Puisqu'il était enfin ouvert à l'idée de lui parler, autant ne pas l'arrêter d'autant plus que ce qu'il lui disait l'intriguait déjà. Si discuter lui permettait doucement de lui faire comprendre qu'il n'avait pas à se donner autant et qu'il devait se reposer... Derek allait en profiter. A défaut de pouvoir lui prouver tout de suite qu'il était réel, peut-être que sa condition « d'hallucination » lui permettrait de l'influencer ? Dans le bon sens, cela va sans dire. Derek n'avait aucune intention de lui nuire, bien au contraire : tout ce qu'il voulait, c'était que Stiles aille mieux, qu'il commence à prendre soin de lui.
L'hyperactif se pelotonna contre lui, toujours sans se rendre compte qu'il se blottissait bien contre un corps réel et bien en chair, dont le propriétaire était surpris, ne s'attendant pas à ce que l'hyperactif se montre aussi... Câlin ? Il ne savait pas trop. Stiles ne montrait pas d'affection, c'était plutôt comme s'il en cherchait, plus ou moins consciemment.
- C'est juste que je... Je suis peut-être dingue, mais pas aveugle. Je sais que je fais tache dans la meute. Tu sais, la tache qu'on n'arrive pas à enlever, qui reste même si tu grattes à mort pour la faire partir.
Les yeux toujours fermés car les ouvrir lui prenait trop d'énergie, Stiles se mit à bâiller. S'il les avait ouverts, s'il avait relevé la tête, il aurait connu la version surprise et attristée de Derek. Oui mais, l'hyperactif était épuisé et parler n'était pas simple, au final. Ça aussi, ça lui cramait une énergie pas possible. Et puis, bon, on ne pouvait pas dire qu'il avait l'habitude de beaucoup parler en ce moment, la seule personne à qui il avait adressé quelques mots, c'était Deaton lorsqu'il était venu l'ausculter, ou les infirmières, lorsqu'il allait voir son père... Le reste du temps, il le passait à se donner pour aider la meute, le temps qu'elle reprenne forme humaine. Tout de même, cela commençait à faire long, non ?

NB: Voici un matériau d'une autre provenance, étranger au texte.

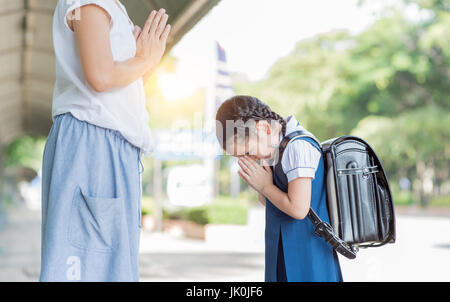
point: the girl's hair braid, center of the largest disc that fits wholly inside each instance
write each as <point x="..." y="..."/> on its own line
<point x="244" y="108"/>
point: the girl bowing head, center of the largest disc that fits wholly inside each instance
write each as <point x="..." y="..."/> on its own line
<point x="248" y="129"/>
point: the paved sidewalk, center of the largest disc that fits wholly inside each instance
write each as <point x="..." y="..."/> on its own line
<point x="422" y="253"/>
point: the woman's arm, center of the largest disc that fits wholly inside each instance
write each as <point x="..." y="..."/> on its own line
<point x="99" y="67"/>
<point x="262" y="199"/>
<point x="295" y="203"/>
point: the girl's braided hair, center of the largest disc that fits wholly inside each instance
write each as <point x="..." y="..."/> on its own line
<point x="244" y="108"/>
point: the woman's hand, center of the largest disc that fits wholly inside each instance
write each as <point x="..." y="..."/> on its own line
<point x="151" y="40"/>
<point x="256" y="176"/>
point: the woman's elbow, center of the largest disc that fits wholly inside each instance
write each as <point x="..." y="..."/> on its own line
<point x="300" y="214"/>
<point x="98" y="84"/>
<point x="98" y="79"/>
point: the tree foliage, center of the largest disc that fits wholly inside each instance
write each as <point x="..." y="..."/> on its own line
<point x="388" y="84"/>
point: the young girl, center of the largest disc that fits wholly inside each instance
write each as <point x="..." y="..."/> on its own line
<point x="91" y="176"/>
<point x="293" y="252"/>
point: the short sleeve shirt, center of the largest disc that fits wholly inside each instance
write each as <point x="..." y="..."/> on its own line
<point x="300" y="158"/>
<point x="121" y="108"/>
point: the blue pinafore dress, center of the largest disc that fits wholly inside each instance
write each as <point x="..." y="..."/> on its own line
<point x="292" y="251"/>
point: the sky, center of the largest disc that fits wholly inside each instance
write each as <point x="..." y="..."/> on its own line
<point x="256" y="33"/>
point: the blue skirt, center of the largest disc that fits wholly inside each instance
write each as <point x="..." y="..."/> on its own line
<point x="293" y="253"/>
<point x="91" y="204"/>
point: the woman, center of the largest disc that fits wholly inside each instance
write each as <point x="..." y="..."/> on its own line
<point x="91" y="190"/>
<point x="293" y="251"/>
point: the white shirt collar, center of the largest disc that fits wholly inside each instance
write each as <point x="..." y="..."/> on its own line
<point x="291" y="125"/>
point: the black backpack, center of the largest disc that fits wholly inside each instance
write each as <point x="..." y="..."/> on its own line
<point x="359" y="200"/>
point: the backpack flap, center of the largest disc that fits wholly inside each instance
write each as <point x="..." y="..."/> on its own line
<point x="358" y="195"/>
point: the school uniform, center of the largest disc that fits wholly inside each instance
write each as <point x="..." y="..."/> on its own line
<point x="292" y="251"/>
<point x="92" y="169"/>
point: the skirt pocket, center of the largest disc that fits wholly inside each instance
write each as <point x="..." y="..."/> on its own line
<point x="94" y="222"/>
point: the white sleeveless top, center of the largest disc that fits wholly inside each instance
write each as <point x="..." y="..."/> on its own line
<point x="123" y="108"/>
<point x="301" y="158"/>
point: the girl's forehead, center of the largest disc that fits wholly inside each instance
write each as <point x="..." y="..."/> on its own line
<point x="236" y="146"/>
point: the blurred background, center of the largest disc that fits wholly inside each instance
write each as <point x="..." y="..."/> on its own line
<point x="375" y="69"/>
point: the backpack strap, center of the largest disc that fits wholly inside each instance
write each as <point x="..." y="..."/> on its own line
<point x="321" y="228"/>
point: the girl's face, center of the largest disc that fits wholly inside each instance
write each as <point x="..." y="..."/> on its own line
<point x="260" y="144"/>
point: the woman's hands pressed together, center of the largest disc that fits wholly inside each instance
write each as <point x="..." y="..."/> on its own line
<point x="151" y="40"/>
<point x="258" y="177"/>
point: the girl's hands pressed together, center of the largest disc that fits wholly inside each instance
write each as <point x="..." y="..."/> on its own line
<point x="151" y="40"/>
<point x="258" y="177"/>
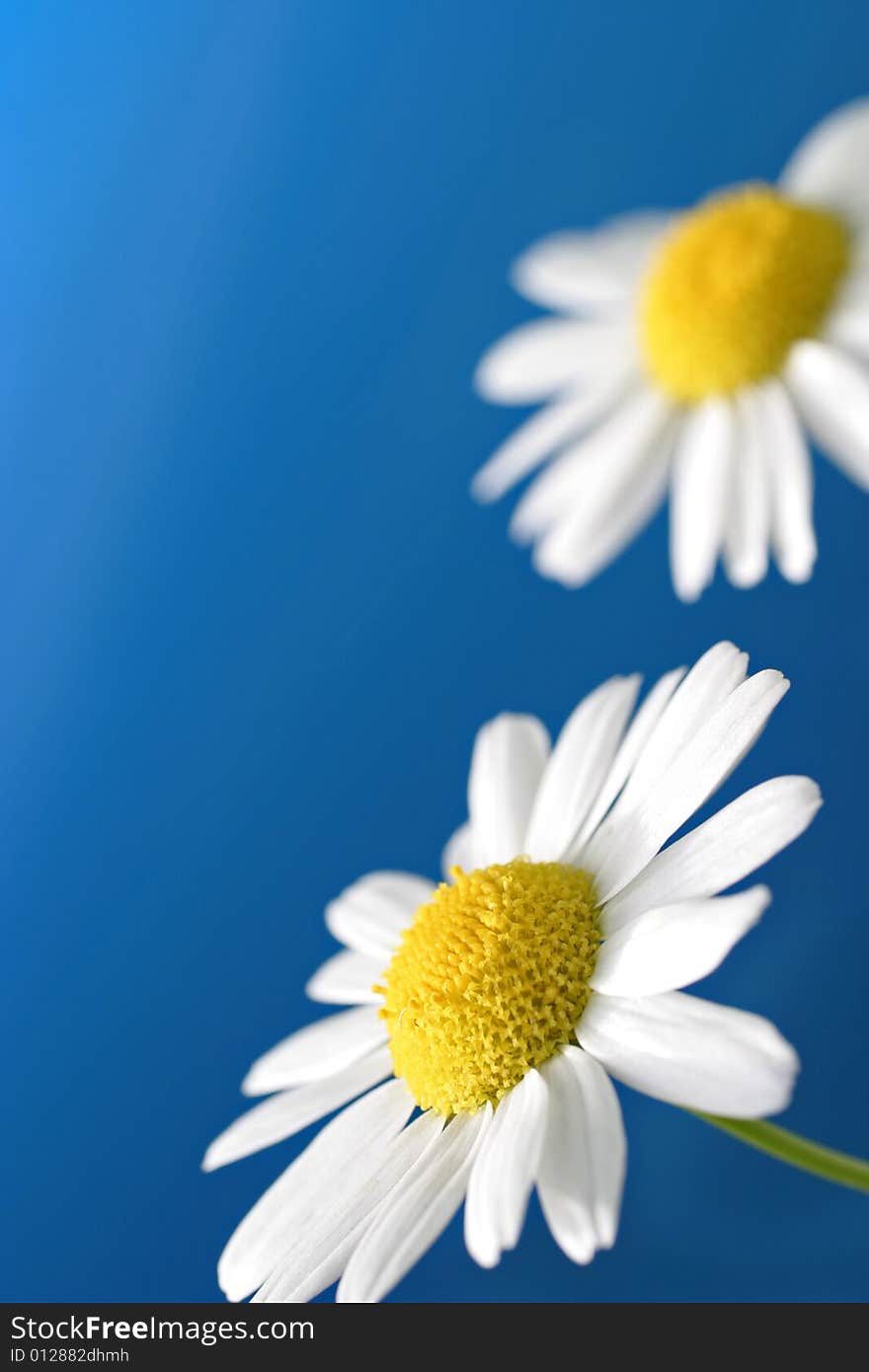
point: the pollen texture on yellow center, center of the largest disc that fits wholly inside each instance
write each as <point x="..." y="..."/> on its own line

- Moi j'veux bien, tu vois, c'est pas grave, j'ai l'habitude d'être cette tache, mais c'est juste que... En ce moment je suis faible, mon père est dans le coma et je... Je sais pas, j'y arrive pas. Pourtant, il le faut et je... Aide-moi. Dis-moi de me bouger, dis-moi quelque chose qui pourrait...
Mais Stiles ne termina pas sa phrase. Il n'en avait pas la force. Sa voix, faible et son souffle, irrégulier, faisaient un combo qui ne l'aidait pas vraiment et puis... Que voulait-il dire, déjà ? Il fronça les sourcils, perdu et embêté, mais ne rouvrit pas les yeux. Le sommeil était là, en train de le rappeler, mais il résistait. Peut-être qu'arrêter de parler l'aiderait à garder un peu d'énergie pour se lever ? Il lui fallait un petit temps d'adaptation, juste ça. Et ça irait, sans doute. Toutefois, il se sentait si lourd et ce faux coussin à forme humaine, à la peau si douce, à la voix si envoûtante ne l'aidait pas vraiment à combattre sa fainéantise. Était-il tombé si bas ? Voir Derek était une chose, le laisser le charmer de cette manière juste parce qu'au fond, il voulait céder à cette fatigue, c'était désastreux.
Il sentit, comme dans un rêve, les grandes mains se déplacer, les bras se déplacer pour l'entourer complètement tout comme il entendit la voix un tantinet altérée de Derek lâcher tristement :
- Rendors-toi, Stiles...
Quelques secondes plus tard, le pouls de Stiles était lent et régulier, son corps immobile et pelotonné contre lui continuant de réclamer ce sommeil qui lui manquait tant. Et la conscience de l'hyperactif était partie loin, bien assez pour que Derek puisse souffler un coup, comprendre et digérer les paroles révélatrices, aveux inconscients de son protégé.